明け方の部屋の中で、きつく私を抱きしめたあの笑い。
『ははは』
乾いた棒読みの笑い。
急に憎しみが込み上げてきました。
今朝、夫の携帯に男性の名前で着信があったのです。鳴り続けているので、入浴する夫に知らせようとして誤って通話ボタンを押してしまったのです。途端に、受話口から飛び出したのは甘ったるい女の声。
『やっと出たー。ねーぇ、忘れ物してるよぉーもーう、そそっかしいんだからぁー』
私とは種類が違う女の、声。派手好きな夫に相応しい華やかな女の、声。
『ねぇさっさと離婚してよぉー親が代議士だかなんだか知らないけどぉー親の七光りだけの女なんでしょぉ』
耳朶にべたっと張り付いてくる甘ったるいマンゴーのジャムみたいな女の言葉・・
私は口を結んで、大股に夫に近付きました。
夫は変わらずニヤニヤと煙草を吸っていて、近付く私が見えていないようでした。
私は拳を振り上げて、夫を殴りつけました。
何度も何度も殴りつけました。だのに、夫は微動だにせず相変らずニヤニヤと笑い続けているのです。
琥珀のような黄色が広がっていきます。濃度を上げて私を窒息させるのです。私が嘔吐するように夫に乱暴すればする程、黄色は鮮やかにハッキリと視界を染めていきます。
にわかに鼻の奥がつんとして、ハッカを嗅いだ時のような感覚に陥りました。
夫の手から離れた煙草が、はためく洗濯物に焼けこげをこびり付かせて力なく落ちました。それが一層私に拍車をかけたのです。私は口汚く夫を罵倒し始めました。
けれど、夫のその大きな目の玉は私を映してはいませんでした。
ただ私の背中に広がる青空が一面に映っているのです。そして気違いのように笑っていました。
「ははは」
後ろから焦げ臭い匂いが立ち上ってきました。
洗濯物が燃えているらしいのです。
私は、空気が入っている人形のように全く手応えのない笑い続ける夫を叩き続けたのです。
風はどこまでも爽快に頰を撫で、日差しは力強く温かかったのです。

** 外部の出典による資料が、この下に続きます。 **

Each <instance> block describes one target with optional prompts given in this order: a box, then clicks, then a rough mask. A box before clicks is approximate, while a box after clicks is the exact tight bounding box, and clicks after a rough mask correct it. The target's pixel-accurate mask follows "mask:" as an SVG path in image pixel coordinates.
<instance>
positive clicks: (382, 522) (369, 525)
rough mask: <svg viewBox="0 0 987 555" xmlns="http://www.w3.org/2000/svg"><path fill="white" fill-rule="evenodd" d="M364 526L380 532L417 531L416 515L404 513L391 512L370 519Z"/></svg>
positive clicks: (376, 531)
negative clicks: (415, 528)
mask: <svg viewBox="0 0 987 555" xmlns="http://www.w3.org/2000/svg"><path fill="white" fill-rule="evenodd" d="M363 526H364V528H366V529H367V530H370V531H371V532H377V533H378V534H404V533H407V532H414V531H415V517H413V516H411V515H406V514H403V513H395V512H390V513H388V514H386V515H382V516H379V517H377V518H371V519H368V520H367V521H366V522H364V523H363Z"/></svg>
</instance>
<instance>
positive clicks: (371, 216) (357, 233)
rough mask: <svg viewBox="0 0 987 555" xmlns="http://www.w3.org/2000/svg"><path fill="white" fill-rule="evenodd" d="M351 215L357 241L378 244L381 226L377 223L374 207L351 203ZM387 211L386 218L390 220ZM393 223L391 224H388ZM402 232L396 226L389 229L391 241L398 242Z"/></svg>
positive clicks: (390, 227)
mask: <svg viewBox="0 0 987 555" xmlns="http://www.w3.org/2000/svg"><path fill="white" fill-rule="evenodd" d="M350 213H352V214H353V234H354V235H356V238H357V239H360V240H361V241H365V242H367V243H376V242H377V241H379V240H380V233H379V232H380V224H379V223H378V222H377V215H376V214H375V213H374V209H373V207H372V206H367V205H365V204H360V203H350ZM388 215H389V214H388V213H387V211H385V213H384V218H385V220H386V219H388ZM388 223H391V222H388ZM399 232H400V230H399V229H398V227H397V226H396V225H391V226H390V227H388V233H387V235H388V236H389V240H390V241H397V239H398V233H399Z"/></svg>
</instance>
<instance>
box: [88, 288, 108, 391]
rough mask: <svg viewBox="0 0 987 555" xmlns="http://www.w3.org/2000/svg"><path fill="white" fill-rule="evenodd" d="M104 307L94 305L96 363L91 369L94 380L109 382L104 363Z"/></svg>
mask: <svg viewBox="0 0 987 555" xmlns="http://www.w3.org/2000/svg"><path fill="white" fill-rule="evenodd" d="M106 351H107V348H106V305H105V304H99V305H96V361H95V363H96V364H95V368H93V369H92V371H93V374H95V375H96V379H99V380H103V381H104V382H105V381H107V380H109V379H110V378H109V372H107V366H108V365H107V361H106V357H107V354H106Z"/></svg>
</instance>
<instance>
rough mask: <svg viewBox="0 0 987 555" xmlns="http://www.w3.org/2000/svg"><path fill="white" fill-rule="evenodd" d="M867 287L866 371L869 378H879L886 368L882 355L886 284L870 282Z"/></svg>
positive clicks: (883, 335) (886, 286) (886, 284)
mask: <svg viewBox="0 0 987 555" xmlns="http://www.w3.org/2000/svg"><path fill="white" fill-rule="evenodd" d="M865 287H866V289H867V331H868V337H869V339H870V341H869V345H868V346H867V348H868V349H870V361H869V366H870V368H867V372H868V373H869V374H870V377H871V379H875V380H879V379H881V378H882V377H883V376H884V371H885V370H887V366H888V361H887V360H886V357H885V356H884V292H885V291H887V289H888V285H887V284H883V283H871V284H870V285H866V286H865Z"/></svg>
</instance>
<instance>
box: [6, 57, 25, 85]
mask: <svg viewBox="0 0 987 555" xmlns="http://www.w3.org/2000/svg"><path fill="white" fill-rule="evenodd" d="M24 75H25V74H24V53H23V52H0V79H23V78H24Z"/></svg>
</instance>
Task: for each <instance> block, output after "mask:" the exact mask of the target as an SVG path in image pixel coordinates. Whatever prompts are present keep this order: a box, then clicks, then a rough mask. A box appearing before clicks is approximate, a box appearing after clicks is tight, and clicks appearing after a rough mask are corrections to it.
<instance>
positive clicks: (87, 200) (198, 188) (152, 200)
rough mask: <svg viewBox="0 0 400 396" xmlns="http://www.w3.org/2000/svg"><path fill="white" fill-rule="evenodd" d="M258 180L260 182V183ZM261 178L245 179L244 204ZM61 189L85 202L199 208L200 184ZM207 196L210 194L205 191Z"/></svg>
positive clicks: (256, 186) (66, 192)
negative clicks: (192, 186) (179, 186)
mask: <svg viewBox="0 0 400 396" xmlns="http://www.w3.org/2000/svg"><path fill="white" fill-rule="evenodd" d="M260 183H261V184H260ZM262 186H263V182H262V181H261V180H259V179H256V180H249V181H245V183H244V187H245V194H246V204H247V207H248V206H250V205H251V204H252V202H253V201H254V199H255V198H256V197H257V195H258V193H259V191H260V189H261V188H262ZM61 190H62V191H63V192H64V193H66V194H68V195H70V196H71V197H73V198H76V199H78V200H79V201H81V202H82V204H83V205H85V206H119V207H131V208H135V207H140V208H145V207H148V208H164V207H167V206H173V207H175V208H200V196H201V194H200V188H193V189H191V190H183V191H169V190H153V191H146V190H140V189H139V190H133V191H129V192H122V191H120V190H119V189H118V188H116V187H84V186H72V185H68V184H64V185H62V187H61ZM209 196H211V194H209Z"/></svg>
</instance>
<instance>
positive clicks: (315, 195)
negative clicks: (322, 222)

しかし、いかにせ暑過ぎました。
私はようやく振り返り、我を忘れてその光景を見つめました。
そこには見る間に真っ黒に焼け爛れ、黄色に燃え上がる洗濯物がはためいていたのです。
悪臭を放つ夫婦生活が無惨に焼け落ちようとしていました。
「ははは」
乾いた笑いが夫の口から機械的に吐き出されます。
戦慄して動けなくなった私の目には炎の揺らめき。
白を惨めに変色させていくその透き通った黄色く揺らめく炎は青空に映えて、いよいよ美しく燃えていたのです。